Rolling codes change the signal sent by car keyfobs unpredictably on every use, rendering them safe from replay attacks, and we can all sleep well at night. A research team lead by [Levente Csikor] gave a presentation at Black Hat where they disclose that the situation is not pretty at all (PDF).
You might know [Samy Kamkar]’s RollJam attack, which basically consists of jamming the transmission between fob and car while the owner walks away, fooling the owner into clicking again, and then using one of the two rolling codes to lock up the car, keeping the other in your back pocket to steal it once they’re getting coffee. This is like that, but much, much worse.
It seems that most of the rolling-key systems accept a sequence of valid keys as kind of a “resync” code – the actual number varies from a sequence of two to five.
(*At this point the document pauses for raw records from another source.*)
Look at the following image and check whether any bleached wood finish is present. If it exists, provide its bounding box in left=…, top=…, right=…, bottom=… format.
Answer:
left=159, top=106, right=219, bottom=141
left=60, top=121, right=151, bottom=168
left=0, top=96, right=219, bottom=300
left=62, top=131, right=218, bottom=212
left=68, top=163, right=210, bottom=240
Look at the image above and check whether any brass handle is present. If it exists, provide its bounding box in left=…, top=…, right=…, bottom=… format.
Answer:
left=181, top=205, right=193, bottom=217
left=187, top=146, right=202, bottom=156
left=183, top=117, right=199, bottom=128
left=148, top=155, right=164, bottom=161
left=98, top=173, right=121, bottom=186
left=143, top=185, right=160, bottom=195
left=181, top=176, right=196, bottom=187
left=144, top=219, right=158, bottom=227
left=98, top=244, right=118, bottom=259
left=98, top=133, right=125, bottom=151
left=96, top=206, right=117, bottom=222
RollBack, as the new hack is called, takes advantage of this behavior. You somehow eavesdrop on a few keyfob presses in a row, and you can reset the code and open the car forevermore. As with RollJam, probably the easiest way to get multiple codes from a fob is to jam a couple and record them all, but the jamming isn’t even necessary. Simply having a handful of consecutive keycodes suffices.
This “resync” behavior does seem to be documented in the rolling-code chips’ datasheets, as the researchers point out in their slides. In hindsight, it’s a horrendous security hole. Having a series of keyfob codes compromises a car forever, in contrast to [Samy]’s RollJam attack, which must be executed before the owner presses the fob again. We never got the details on a couple of prior claimed attacks, but it’s quite possible that this is what was going on.
If this flaw is as widespread as the researchers fear it is, we would be very careful about pressing our keyfob twice, because mitigation is going to be a nightmare.